Дверь под козырьком веранды отворилась, и вышла женщина. Она посмотрела на него сквозь пыльные железные прутья ограды. На ней было нечто вроде халата, светло-розовый шелк, ворот женщина придерживала одной рукой; длинные черные волосы спадали ей на плечи. Он не смел взглянуть ей прямо в глаза, так что не мог бы сказать точно, как она выглядит, однако он ощущал ее напряжение, хотя она стояла достаточно далеко и калитка была заперта. Он решил, она просто не поняла, что он тут делает и зачем позвонил ей в дверь, поэтому быстро спросил, не она ли поместила в газете объявление насчет щенков. Ох! Вся ее манера тут же изменилась, она отперла калитку и распахнула ее. Ростом она была ниже его, и от нее как-то странно пахло, словно бы смесью молока и застоялого воздуха. Он последовал за нею в квартиру, там было так темно, что он едва мог различать окружающие его предметы, но сразу услышал громкое тявканье и повизгивание. Ей пришлось кричать, когда она спросила его, где он живет и сколько ему лет, и когда он ответил – тринадцать, она зажала рукой рот и сказала, что он очень высокий для своего возраста, но он никак не мог понять, почему это ее так удивляет, разве что она решила, что ему пятнадцать, как это нередко случалось, когда люди ошибались на его счет. Он прошел за нею в кухню, расположенную в задней части квартиры, где в конце концов получил возможность оглядеться, поскольку глаза уже приспособились к полумраку. В большой картонной коробке, неровно обрезанной, чтобы сделать борта пониже, он увидел трех щенков и их мать, та сидела, задрав голову, и смотрела на него, медленно помахивая вверх-вниз хвостом. Он решил, что она вовсе не похожа на бульдога, но не осмелился произнести это вслух. Просто собака коричневой масти с черными пятнышками и черными полосками, и щенки того же окраса. Ему понравилось, как висят у них ушки, но он сказал женщине, что хотел всего лишь посмотреть щенков, а сам еще не принял окончательного решения. Он и впрямь не знал, что станет делать дальше, поэтому, чтобы не создалось впечатления, что щенки ему не нравятся, спросил, не возражает ли она, если он возьмет одного в руки. Она ответила, что это совершенно нормально, и, нагнувшись к коробке, достала оттуда двоих и поставила на пол, застеленный синим линолеумом. Щенки не выглядели бульдогами, каких он когда-либо видел, но он не решался сказать ей, что, в общем-то, ему это совсем и не нужно. Она подняла одного и сказала: «Вот, держи». И сунула щенка ему в руки.

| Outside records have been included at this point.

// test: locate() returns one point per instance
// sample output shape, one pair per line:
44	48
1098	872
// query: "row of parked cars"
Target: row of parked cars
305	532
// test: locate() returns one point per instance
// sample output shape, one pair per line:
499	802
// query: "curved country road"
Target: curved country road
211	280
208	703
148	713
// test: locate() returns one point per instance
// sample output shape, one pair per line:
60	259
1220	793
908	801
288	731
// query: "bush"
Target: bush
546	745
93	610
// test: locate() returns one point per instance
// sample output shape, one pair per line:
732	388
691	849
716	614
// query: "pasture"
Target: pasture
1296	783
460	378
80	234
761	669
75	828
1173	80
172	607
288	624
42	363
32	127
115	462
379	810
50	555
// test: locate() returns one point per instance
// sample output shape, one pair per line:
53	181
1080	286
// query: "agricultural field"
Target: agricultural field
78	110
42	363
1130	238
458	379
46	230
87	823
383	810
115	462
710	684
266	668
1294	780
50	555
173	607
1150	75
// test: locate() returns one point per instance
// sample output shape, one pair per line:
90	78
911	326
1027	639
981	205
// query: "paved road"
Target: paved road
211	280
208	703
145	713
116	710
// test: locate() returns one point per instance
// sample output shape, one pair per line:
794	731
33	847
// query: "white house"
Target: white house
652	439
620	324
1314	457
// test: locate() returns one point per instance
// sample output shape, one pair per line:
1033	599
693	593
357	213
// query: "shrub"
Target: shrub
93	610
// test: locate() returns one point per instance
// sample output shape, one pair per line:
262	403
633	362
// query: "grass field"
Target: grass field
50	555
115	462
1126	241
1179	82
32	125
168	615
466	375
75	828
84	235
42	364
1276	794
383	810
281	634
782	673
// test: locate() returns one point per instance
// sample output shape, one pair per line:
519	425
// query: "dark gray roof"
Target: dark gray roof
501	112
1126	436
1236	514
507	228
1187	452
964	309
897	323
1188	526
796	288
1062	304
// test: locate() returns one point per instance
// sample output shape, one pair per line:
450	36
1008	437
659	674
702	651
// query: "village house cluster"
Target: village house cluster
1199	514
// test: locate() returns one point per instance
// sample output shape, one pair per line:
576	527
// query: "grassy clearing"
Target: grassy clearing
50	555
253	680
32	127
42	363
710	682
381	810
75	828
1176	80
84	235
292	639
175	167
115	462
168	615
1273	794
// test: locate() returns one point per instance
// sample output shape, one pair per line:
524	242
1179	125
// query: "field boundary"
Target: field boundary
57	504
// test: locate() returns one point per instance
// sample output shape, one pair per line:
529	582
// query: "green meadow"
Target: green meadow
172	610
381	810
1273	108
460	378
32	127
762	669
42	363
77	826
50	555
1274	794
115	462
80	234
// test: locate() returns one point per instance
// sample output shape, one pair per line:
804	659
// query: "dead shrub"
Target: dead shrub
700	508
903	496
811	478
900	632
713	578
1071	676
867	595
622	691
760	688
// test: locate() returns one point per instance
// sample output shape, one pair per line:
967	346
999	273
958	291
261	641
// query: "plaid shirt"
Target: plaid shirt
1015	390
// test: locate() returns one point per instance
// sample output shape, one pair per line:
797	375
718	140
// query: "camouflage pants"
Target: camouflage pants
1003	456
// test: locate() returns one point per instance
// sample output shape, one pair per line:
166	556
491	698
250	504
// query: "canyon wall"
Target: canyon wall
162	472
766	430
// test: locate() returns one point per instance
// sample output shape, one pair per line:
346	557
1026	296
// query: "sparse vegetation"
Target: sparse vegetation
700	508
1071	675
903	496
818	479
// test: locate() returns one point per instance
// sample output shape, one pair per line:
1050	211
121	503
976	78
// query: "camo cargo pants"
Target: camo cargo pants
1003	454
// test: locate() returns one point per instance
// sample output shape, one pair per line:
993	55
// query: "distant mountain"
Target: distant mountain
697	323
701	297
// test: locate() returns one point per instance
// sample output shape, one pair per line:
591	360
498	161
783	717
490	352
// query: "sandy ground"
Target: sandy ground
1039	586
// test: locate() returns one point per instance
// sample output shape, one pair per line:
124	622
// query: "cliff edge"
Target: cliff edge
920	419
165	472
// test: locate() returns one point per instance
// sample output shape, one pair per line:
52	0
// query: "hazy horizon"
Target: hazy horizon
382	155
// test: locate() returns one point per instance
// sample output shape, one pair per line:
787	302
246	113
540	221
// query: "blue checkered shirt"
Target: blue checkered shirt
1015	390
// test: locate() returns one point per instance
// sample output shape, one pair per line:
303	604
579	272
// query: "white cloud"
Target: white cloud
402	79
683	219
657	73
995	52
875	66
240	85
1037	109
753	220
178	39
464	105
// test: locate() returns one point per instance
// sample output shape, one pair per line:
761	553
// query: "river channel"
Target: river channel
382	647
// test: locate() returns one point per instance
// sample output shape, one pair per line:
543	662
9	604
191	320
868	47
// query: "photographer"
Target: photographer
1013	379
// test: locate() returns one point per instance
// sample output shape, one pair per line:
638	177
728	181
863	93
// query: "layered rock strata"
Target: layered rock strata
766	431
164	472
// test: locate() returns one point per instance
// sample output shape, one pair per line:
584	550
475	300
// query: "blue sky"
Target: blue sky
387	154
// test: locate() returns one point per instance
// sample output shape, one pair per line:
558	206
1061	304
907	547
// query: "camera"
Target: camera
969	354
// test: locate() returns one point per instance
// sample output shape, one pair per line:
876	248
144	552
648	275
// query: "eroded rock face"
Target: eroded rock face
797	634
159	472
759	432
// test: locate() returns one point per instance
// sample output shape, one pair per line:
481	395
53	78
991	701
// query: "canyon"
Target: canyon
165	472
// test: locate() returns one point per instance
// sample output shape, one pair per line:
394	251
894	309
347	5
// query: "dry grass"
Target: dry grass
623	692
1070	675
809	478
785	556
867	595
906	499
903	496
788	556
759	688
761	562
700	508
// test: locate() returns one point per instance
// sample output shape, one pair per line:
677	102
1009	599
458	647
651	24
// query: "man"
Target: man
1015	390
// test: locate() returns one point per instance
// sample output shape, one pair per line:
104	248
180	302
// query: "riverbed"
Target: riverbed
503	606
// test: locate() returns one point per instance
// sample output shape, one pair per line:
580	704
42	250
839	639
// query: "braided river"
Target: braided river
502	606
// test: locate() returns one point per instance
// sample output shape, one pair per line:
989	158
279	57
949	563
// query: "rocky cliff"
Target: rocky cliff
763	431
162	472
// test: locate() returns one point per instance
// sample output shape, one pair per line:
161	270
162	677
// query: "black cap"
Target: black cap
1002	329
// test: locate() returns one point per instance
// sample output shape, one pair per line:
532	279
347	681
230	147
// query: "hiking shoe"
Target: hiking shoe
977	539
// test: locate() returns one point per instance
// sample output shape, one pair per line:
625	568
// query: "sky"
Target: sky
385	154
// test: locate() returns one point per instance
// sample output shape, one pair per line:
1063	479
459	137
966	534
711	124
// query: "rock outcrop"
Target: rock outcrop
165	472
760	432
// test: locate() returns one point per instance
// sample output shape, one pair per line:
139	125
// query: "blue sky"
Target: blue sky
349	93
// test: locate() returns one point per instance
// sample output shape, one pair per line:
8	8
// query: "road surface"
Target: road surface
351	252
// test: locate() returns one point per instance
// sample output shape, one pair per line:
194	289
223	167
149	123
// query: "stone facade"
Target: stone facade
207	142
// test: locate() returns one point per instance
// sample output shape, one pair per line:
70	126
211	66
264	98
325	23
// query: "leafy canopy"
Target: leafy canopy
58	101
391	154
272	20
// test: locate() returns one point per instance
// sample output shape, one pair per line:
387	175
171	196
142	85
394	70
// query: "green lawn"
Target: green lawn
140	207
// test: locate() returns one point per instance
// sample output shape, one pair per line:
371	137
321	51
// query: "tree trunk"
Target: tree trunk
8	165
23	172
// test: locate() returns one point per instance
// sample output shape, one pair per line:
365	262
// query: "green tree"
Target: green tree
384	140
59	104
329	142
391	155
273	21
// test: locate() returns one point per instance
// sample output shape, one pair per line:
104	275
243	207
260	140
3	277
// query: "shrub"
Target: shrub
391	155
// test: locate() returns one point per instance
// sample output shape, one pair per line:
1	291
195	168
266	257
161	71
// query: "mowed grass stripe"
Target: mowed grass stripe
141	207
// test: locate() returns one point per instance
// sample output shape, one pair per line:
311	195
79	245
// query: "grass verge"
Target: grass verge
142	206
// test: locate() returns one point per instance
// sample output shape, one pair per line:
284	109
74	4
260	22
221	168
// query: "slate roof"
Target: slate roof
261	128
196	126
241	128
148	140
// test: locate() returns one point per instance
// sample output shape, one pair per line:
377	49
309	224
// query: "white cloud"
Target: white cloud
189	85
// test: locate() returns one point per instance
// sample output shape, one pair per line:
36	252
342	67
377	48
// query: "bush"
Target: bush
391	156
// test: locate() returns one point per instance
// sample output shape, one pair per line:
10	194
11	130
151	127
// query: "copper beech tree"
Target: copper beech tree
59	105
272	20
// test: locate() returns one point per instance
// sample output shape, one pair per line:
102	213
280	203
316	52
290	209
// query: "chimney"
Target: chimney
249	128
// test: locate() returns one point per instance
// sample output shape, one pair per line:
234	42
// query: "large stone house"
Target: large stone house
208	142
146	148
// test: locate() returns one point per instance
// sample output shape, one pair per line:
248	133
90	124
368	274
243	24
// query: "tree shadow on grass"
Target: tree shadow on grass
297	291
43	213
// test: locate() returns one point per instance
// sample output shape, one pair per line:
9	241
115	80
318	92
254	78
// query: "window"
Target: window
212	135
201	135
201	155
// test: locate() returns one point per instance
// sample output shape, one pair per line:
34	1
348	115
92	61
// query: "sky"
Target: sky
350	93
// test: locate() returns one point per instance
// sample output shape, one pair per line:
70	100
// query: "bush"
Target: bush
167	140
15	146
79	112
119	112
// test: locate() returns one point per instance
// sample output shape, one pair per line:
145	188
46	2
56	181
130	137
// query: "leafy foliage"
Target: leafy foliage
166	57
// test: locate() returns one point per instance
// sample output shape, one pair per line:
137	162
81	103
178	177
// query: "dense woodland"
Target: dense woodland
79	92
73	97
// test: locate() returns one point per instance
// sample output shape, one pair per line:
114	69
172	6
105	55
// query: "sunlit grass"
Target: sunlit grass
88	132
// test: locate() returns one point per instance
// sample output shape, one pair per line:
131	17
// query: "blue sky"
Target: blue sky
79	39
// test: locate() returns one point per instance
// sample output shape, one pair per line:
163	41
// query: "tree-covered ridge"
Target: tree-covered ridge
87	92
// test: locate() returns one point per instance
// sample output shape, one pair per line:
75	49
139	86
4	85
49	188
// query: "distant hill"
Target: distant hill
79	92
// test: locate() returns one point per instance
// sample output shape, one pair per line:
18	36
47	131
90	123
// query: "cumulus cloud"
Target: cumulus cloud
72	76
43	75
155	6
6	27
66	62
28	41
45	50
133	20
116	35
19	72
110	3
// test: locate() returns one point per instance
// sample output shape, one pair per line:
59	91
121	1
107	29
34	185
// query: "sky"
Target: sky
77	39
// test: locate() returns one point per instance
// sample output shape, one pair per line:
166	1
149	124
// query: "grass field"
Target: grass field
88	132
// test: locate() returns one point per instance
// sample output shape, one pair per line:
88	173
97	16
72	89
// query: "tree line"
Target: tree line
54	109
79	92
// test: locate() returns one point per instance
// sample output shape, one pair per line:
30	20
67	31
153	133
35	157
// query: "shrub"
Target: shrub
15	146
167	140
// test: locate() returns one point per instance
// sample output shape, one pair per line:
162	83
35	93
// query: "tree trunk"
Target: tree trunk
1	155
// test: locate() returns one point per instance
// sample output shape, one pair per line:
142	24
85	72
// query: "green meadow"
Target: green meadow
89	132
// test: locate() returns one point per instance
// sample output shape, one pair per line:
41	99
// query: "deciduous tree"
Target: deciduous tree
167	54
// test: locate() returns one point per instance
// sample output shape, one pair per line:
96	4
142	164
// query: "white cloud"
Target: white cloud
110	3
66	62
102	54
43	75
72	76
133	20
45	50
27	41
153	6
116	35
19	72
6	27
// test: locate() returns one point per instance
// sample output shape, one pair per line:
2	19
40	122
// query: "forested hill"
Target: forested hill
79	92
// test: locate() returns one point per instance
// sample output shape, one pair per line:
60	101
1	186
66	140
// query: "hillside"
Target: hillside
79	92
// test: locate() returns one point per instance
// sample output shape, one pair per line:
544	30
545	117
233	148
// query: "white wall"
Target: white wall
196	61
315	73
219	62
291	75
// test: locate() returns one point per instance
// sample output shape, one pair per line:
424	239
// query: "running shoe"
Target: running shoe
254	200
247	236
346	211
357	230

Он никогда до этого не держал в руках собаку и сейчас опасался, как бы щенок не сполз и не упал, поэтому обхватил его ладонями. Шкурка была горячая и очень мягкая, а еще он слегка ощутил гадливость. Глазки у щенка были серые, как маленькие пуговицы. Его беспокоило, что в книге «Все обо всем» фотографии такой породы собак не было. Настоящий бульдог – собака вроде крутая и даже опасная. А это просто коричневые песики. Он присел на ручку кресла с зеленой обивкой, придерживая щенка на коленях и не зная, что делать дальше. Женщина тем временем уселась рядом, и ему даже показалось, что она погладила его по волосам, но он в том не был уверен – волосы у него были очень густые. Чем больше утекало секунд и минут, тем более он терялся и не знал, что делать дальше. Потом она спросила, не хочет ли он пить, и он ответил, что хочет, она пошла к раковине, отвернула кран, и он получил возможность встать и положить щенка обратно в коробку. Она вернулась со стаканом воды и, когда он взял его у нее, выпустила из пальцев ворот халата, полы его разошлись в стороны, обнажив ее груди, похожие на полуспущенные воздушные шарики. И она сказала, что не может поверить, будто ему только тринадцать. Он выпил воду и хотел было вернуть ей стакан, а она вдруг притянула его за шею к себе и поцеловала. Все это время он по какой-то непонятной причине так ни разу и не нашел в себе сил посмотреть ей прямо в лицо, а когда попытался это сделать сейчас, то не увидел ничего, разве что волосы и еще что-то смутное, какое-то размытое. Она сунула руку вниз, и он ощутил, как дрожат у него ноги. Ощущение становилось все более остро-болезненным, почти таким же, как тогда, когда он, выкручивая перегоревшую лампочку, прикоснулся к контактам патрона, а тот был под напряжением. Потом он так и не мог вспомнить, как они оказались на ковре – ощущение было такое, словно ему на голову обрушился водопад. Он помнил только, как вошел в нее, пылающую жаром, и как снова и снова ударялся головой о ножку кушетки. Он почти добрался до Черч-авеню, где ему нужно было пересаживаться с надземной линии Кал вер на свою, когда осознал, что она так и не взяла у него три доллара, а он и не помнил, как согласился забрать щенка, и теперь у него на коленях стояла небольшая картонка, внутри которой попискивал щенок. Щенок вдобавок скреб когтями по картону коробки, и от этого у него по спине пробегали мурашки. Женщина, как он сейчас припомнил, проделала в крышке пару отверстий, и щенок то и дело высовывал оттуда нос.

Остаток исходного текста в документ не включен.